Carrasco has succeeded in displaying the mural that is her tour de force only three times in the nearly 30 years since its creation: partially in 1987 at MIT’s L.A. Hot and Cool: The Eighties
exhibition; partially in 1988 at the Otis Art Institute’s Agit Pop exhibition; and fully in 1990, at Union Station, as part of the Los Angeles Festival.
“I would have loved for it to be there permanently because that’s people come and go,” Carrasco said. “I used to take the train there when I was a little girl.”
But workers could not drill into the walls to mount it permanently because there was asbestos in them. So it stayed up for three weeks, and then, it went into storage — eventually ending up where Carrasco and her team went to retrieve it two weeks ago.
Now, a new public will be able to see Carrasco’s work. The mural is part of the Autry’s exhibition Siqueiros in Los Angeles: Censorship Defied, scheduled to open Sept. 24. It focuses on Siqueiros’
work and influence, telling the story not only of América Tropical but also of L.A. History, both works that have suffered and withstood censorship.
As workers brought each panel out, Carrasco checked it for damage (very little was evident) and pointed at the people whose images she recognized.
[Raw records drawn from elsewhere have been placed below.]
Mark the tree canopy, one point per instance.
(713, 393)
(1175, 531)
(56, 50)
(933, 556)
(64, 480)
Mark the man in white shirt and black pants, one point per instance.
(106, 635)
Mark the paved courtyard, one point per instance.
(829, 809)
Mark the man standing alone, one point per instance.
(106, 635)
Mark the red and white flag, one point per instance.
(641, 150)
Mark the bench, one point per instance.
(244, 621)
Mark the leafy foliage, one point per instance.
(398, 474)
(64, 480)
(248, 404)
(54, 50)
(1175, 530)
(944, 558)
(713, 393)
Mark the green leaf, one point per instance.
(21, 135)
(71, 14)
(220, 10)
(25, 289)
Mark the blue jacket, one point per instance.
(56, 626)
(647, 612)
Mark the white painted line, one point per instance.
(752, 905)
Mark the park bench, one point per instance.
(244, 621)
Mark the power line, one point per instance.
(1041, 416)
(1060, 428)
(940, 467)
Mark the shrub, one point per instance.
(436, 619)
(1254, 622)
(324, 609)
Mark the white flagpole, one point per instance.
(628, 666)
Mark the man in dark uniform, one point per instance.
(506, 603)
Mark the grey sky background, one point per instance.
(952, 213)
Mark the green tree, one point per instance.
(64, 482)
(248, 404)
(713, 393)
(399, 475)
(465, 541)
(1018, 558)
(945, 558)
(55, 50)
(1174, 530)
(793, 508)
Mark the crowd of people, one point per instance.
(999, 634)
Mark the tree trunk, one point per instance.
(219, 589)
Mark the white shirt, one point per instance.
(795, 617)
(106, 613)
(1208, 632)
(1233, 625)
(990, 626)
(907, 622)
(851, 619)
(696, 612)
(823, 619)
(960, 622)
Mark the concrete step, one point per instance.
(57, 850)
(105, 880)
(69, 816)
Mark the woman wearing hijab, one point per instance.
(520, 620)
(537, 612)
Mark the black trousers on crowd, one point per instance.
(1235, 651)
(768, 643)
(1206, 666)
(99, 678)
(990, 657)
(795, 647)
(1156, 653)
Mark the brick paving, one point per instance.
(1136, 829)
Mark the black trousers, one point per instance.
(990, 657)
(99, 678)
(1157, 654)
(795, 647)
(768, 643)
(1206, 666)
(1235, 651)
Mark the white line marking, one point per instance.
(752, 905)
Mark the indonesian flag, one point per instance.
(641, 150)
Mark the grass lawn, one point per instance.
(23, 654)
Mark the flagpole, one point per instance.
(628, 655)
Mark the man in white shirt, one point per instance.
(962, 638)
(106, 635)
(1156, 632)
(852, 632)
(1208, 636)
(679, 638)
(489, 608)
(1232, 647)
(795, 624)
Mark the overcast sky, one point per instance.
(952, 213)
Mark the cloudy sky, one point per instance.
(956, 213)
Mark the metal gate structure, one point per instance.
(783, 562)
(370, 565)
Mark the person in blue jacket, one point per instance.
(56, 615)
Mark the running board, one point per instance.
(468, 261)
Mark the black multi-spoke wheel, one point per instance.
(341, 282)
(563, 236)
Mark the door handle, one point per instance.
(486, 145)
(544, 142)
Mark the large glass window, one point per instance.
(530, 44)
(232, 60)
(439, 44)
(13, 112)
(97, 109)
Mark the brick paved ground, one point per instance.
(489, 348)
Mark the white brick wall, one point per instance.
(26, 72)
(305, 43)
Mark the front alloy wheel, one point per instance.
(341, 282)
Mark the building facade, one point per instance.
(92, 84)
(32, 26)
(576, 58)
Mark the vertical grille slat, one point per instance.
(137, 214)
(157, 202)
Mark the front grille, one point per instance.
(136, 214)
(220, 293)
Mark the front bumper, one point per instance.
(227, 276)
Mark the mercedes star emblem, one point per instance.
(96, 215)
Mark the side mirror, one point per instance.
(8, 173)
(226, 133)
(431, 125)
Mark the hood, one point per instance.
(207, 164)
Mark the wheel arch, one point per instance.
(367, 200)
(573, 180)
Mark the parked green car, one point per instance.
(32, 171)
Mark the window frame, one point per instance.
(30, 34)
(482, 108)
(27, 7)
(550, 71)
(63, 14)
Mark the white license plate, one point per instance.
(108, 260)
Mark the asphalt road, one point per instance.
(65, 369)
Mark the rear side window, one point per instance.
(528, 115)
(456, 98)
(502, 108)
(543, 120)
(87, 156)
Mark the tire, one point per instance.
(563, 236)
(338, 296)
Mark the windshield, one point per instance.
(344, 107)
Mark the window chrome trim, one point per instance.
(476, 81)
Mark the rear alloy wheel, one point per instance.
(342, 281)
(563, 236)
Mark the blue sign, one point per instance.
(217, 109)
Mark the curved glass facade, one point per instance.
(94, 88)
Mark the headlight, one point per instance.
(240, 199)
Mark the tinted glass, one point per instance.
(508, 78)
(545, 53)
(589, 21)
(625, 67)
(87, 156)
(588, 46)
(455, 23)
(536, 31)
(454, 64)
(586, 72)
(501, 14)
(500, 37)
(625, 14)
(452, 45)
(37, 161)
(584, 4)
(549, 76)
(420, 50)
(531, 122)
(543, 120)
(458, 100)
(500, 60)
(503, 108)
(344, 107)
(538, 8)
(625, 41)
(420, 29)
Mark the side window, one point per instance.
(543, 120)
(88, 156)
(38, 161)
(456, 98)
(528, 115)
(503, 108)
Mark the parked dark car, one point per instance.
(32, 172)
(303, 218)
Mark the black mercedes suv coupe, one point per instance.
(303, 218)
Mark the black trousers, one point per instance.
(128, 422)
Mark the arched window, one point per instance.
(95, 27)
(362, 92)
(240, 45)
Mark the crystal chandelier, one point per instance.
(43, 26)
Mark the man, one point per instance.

For her, the journey was also one of time.
“She was reclaiming her work,” said Tiffany Lopez, an associate professor at UC Riverside who is working on a biography of Carrasco and accompanied the team to retrieve the mural. “In those moments, you saw her as a historian in action. She’s an activist artist and she’s a community historian. She’s been connected to L.A. throughout her career and life.”
Lopez saw this new unveiling of Carrasco’s mural as a new beginning.
“I felt we were stepping into this incredible moment in history,” she said. “I hope the Autry exhibition is a gateway toward finding a permanent home for the piece. It’s an important artwork for Los Angeles, not just for Barbara.”